A instrução probatória é a fase de um processo em que se produzem provas para corroborar ou não os fatos alegados pelo autor. Esta fase é de grande importância para que o juiz possa analisar as provas e proferir a sentença. “É o momento em que o juiz avalia o meu pedido para fazer uma audiência pública convidando a sociedade civil organizada para debater o assunto e produzir provas em favor da tese que estou sustentando”, explica o promotor.
O Jornal de Brasília teve acesso ao processo no qual o DER-DF argumentou que “tem atuado de acordo com as premissas contidas no plano urbanístico de Lúcio Costa e que a redução da velocidade no “Eixão” não facilitará a travessia de pedestres e não descarta a fatalidade de possíveis sinistros envolvendo pedestres/ciclistas e veículos”. Nos autos, o órgão justificou ainda que realizou estudo técnico de velocidade regulamentar para definir a velocidade da via, “sendo que um dos critérios utilizados foi a média de acidentes com vítimas e que tais estudos chegaram aos valores de 74 Km/h no Eixão Norte e de 78 Km/h no Eixão Sul”.
Na réplica apresentada pelo promotor Dênio Augusto e que foi acatada pelo magistrado, o governo não apresentou iniciativas ou projetos para solucionar definitivamente a situação denunciada. Segundo os argumentos do MPDFT, os cidadãos são “obrigados, especialmente os mais vulneráveis, a escolher entre o risco de utilizar as passagens subterrâneas do “Eixão” e o risco de atravessar a via entre automóveis em alta velocidade”.
Em sua argumentação nos autos, o promotor público ressalta que o fato de Brasília ser uma cidade tombada não constitui empecilho à adoção de medidas de humanização de suas vias, mediante redução das velocidades máximas permitidas e implementação de infraestrutura adequada para a travessia de pedestres, ciclistas e pessoas com deficiência, como ocorreu, por exemplo, nas passagens subterrâneas das estações do metrô.
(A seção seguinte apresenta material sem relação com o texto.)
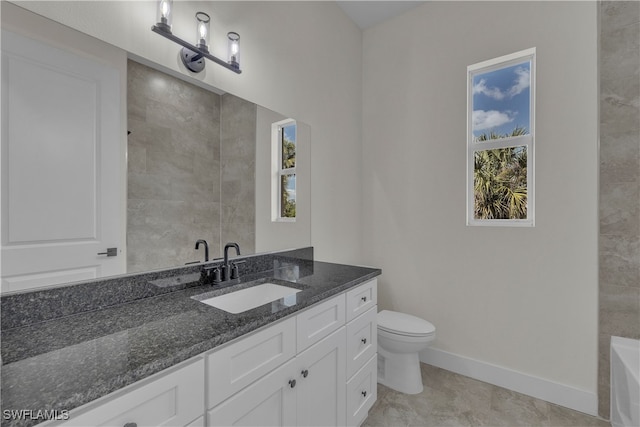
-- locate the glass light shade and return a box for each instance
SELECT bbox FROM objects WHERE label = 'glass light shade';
[227,32,240,69]
[156,0,173,31]
[195,12,210,52]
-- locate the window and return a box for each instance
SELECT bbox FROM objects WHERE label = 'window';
[272,119,296,221]
[467,48,535,226]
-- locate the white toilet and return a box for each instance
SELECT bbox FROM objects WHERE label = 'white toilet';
[377,310,436,394]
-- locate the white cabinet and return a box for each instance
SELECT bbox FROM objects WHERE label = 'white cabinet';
[54,358,205,427]
[207,358,297,426]
[346,306,377,379]
[345,279,378,426]
[296,328,346,427]
[346,355,377,426]
[48,279,378,427]
[346,279,377,322]
[207,317,296,408]
[207,279,377,427]
[296,294,345,352]
[208,328,346,427]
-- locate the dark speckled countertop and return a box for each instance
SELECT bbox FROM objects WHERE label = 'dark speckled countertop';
[0,252,380,427]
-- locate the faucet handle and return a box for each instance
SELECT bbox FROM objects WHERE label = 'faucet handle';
[230,260,246,280]
[202,264,222,283]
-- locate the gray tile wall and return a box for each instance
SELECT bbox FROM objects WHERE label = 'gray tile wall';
[220,93,257,254]
[598,1,640,418]
[127,60,222,272]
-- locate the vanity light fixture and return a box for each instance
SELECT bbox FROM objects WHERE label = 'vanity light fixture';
[151,1,242,74]
[227,32,240,69]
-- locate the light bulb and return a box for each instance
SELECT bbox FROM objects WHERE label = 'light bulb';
[160,0,169,18]
[194,12,210,52]
[155,0,173,31]
[198,22,207,39]
[227,32,240,69]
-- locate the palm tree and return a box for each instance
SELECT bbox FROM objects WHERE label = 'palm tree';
[280,137,296,218]
[474,127,528,220]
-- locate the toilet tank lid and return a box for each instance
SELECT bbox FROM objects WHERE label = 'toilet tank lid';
[378,310,435,335]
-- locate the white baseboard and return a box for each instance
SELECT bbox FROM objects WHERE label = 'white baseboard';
[420,347,598,416]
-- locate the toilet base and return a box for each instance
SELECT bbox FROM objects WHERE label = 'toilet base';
[377,347,424,394]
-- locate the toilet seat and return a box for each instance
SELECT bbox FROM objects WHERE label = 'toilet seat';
[378,310,435,337]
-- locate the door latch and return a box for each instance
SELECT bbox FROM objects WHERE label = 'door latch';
[97,248,118,257]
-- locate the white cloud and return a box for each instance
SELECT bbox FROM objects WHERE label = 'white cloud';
[473,66,530,100]
[472,110,515,131]
[507,67,530,97]
[473,79,505,100]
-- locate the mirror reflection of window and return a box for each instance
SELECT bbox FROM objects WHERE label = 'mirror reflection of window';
[273,119,297,221]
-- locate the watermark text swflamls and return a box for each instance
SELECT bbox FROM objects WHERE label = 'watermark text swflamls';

“De fato, a velocidade no Eixão não foi objeto de tombamento, assim como sua classificação como ‘rodovia’ não impede a redução da velocidade para adequá-la à sua condição de via urbana”, conclui.
Na sexta-feira (6/9), o DER-DF foi procurado pela reportagem para responder sobre o posicionamento do órgão sobre a readequação da velocidade do Eixão pedido na Ação Civil Pública e a assessoria de imprensa informou, por meio de nota, que responderá tão logo receba a resposta dos setores responsáveis. O Jornal de Brasília atualizará a reportagem no momento em que receber a resposta.